Last week, the healthcare consumer advocacy group Families USA led a discussion on how Republican healthcare cuts will affect 2026 health insurance rates. Families USA’s executive director, Anthony Wright, started by saying that a flurry of health plan premium announcements from state-based marketplaces and state Insurance commissioners over the next several summer weeks is to be expected.
“Americans will face big, brutal health premium increase notices this summer and fall. Especially hard hit will be the tens of millions of Americans who buy individual or family coverage independently on the marketplace rather than through an employer,” Wright cautioned.” “These Americans will face a double whammy, double-digit percentage increases in the base rates for health coverage and the expiration of enhanced premium tax credits that would mean hundreds, if not thousands, of dollars in additional costs. These dual impacts will cause premiums to spike.”
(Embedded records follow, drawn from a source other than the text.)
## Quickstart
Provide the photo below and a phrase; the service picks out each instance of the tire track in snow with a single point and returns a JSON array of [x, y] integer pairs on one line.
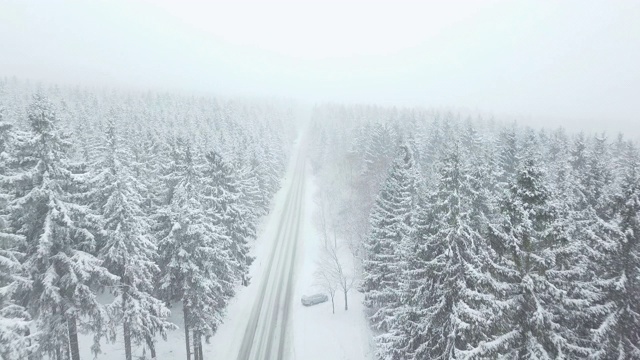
[[265, 336]]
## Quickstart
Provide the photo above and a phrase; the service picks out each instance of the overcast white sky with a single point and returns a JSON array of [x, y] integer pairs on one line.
[[571, 63]]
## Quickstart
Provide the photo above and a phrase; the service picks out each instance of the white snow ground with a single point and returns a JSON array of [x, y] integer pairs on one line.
[[315, 332]]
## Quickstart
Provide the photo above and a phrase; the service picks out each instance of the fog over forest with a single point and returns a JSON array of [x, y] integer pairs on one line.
[[571, 63], [319, 180]]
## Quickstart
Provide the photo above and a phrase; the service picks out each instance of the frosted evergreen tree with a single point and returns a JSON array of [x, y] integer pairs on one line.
[[390, 228], [528, 325], [223, 200], [617, 336], [16, 339], [59, 242], [194, 259], [458, 309], [128, 250]]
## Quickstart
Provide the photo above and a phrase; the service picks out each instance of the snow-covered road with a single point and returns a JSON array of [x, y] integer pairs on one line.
[[267, 334]]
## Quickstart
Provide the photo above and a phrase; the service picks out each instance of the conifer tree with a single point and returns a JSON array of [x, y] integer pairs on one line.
[[390, 228], [59, 239], [128, 250], [617, 335], [194, 254], [223, 200]]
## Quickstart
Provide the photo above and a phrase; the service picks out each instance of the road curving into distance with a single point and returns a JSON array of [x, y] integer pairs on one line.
[[266, 335]]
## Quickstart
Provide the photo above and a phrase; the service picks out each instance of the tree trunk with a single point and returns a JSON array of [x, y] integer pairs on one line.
[[126, 334], [152, 346], [73, 337], [201, 355], [346, 304], [186, 330], [196, 346], [333, 306]]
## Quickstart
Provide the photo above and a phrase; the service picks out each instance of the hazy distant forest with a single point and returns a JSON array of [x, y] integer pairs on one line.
[[475, 239], [148, 197], [481, 240]]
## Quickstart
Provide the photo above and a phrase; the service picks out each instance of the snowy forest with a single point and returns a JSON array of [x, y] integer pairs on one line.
[[485, 240], [471, 238], [118, 207]]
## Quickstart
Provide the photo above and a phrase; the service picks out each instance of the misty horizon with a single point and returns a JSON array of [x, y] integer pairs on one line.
[[545, 64]]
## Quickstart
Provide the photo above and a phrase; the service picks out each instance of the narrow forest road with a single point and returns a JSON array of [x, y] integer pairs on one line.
[[267, 331]]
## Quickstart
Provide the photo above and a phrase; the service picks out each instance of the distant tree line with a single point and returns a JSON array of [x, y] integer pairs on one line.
[[483, 240], [151, 198]]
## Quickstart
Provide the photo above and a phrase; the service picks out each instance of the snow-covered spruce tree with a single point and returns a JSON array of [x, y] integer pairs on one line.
[[16, 340], [458, 309], [618, 336], [390, 228], [59, 244], [223, 201], [194, 256], [128, 250], [528, 327]]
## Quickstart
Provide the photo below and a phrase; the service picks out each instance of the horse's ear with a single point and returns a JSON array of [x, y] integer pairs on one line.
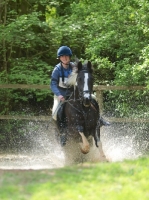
[[79, 65], [89, 65]]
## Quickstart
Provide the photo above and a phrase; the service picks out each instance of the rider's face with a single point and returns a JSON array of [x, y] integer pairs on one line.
[[65, 59]]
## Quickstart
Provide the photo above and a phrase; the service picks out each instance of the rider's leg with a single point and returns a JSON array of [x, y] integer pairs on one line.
[[55, 107]]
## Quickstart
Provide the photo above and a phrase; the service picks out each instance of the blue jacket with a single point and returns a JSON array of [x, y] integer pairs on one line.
[[58, 78]]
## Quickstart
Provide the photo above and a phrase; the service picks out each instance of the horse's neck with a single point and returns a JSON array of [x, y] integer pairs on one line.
[[75, 94]]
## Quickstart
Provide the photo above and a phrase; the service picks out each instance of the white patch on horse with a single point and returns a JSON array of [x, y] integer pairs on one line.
[[86, 95]]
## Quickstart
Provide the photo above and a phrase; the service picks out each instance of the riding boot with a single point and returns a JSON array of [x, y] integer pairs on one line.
[[103, 122], [63, 139], [62, 125]]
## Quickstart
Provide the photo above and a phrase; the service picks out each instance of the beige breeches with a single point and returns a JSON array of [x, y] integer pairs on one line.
[[55, 108]]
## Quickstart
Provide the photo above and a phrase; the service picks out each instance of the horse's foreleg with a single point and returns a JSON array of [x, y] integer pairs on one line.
[[97, 136], [85, 147]]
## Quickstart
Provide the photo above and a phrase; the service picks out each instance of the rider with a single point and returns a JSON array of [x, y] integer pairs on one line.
[[59, 76]]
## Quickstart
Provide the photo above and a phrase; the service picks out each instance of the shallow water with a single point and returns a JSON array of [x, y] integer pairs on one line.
[[120, 141]]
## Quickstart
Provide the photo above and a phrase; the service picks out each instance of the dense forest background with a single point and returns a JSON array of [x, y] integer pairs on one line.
[[112, 34]]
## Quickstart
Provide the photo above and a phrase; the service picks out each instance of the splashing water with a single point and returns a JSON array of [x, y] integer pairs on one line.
[[125, 141], [40, 149]]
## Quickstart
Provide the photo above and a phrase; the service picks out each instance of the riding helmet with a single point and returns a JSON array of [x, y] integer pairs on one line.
[[64, 51]]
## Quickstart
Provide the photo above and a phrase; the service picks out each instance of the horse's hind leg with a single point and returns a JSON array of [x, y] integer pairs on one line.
[[102, 156]]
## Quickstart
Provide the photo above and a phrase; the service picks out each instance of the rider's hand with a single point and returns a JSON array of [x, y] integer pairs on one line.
[[61, 98]]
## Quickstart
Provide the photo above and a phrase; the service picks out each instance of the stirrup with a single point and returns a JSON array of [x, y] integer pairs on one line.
[[103, 122]]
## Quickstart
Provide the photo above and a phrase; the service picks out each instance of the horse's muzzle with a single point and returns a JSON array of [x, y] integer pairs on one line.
[[87, 102]]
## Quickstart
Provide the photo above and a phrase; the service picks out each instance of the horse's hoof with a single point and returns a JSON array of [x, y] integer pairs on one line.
[[63, 140], [104, 123]]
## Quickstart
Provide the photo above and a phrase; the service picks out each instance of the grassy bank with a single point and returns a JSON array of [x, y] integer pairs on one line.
[[128, 180]]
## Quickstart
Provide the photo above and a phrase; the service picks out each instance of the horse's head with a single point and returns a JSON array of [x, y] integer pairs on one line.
[[85, 82]]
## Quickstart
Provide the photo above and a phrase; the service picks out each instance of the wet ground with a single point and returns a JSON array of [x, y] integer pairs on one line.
[[120, 141]]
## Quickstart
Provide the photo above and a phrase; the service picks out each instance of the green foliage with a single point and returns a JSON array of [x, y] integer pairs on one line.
[[114, 35], [109, 181]]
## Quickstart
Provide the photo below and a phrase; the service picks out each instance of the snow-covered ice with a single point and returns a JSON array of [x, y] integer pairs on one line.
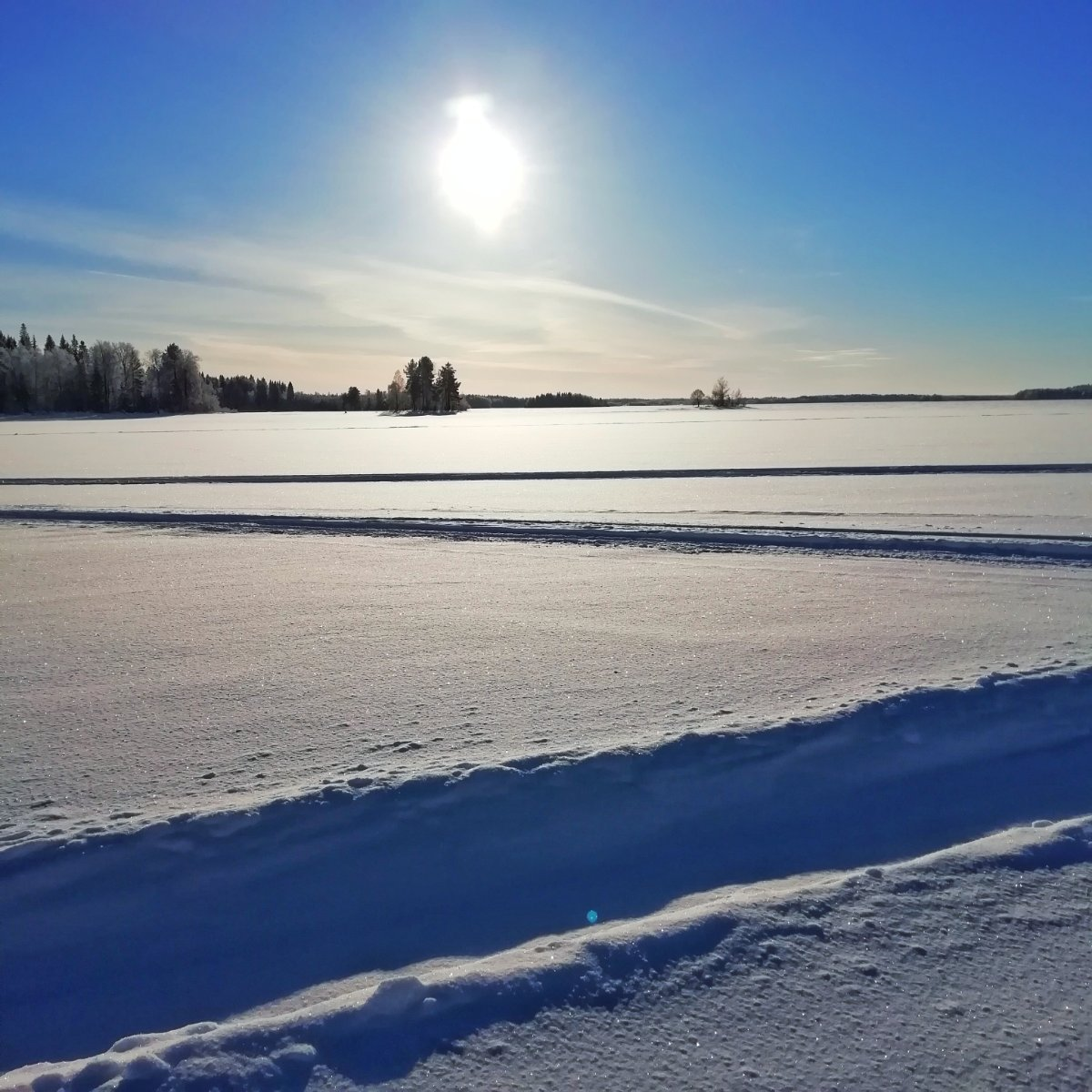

“August 13th is the deadline for qualified health plans to submit changes to their filings to the Centers for Medicaid and Medicare Services (CMS) for the Federal marketplace,” Wright noted. Nineteen states and Washington, DC., have announced proposed rates, with an average increase of over 15 percent.
Many small businesses are worried about the rate increases in 2026, said David Chase, VP of Policy and Advocacy for the Small Business Majority. Some of these businesses are still recovering from the pandemic. “Small business owners and their employees are looking at double-digit increases in their health insurance costs,” Chase noted. “In New York, for example, small group market premiums have skyrocketed in recent years. In fact, an analysis just released last week found that in some parts of the state, average premiums for a gold tier plan have risen by 45 percent over the last few years, and New York is hardly an anomaly. Other states are experiencing similar increases.”
Scott Darius with Florida Voices for Health said that Florida has the most to lose. “From the very 1st open enrollment period, Florida has led the nation in the number of people enrolled in Obamacare or healthcare.gov.” “We’re at a record-breaking 4.7 million Floridians; that’s 1 in 5 Floridians who are enrolled in the federal marketplace.” Furthermore, he said, “Florida still has the third highest uninsured rate in the nation, leading to poor health outcomes, but also widespread medical debt.”
Gideon Lukens and Elizabeth Zhang, with The Center on Budget and Policy Priorities, wrote on August 1 that “the changes will raise the annual cost of health coverage by hundreds of dollars for most of the 23 million people who get coverage through the ACA (Affordable Care Act) marketplace by reducing premium tax credits and letting insurers raise out-of-pocket charges.” “Premiums will rise in 2026 for most of the 22 million people who receive premium tax credits (PTCs) to help them buy coverage in the ACA marketplaces in 2025,” the authors reported.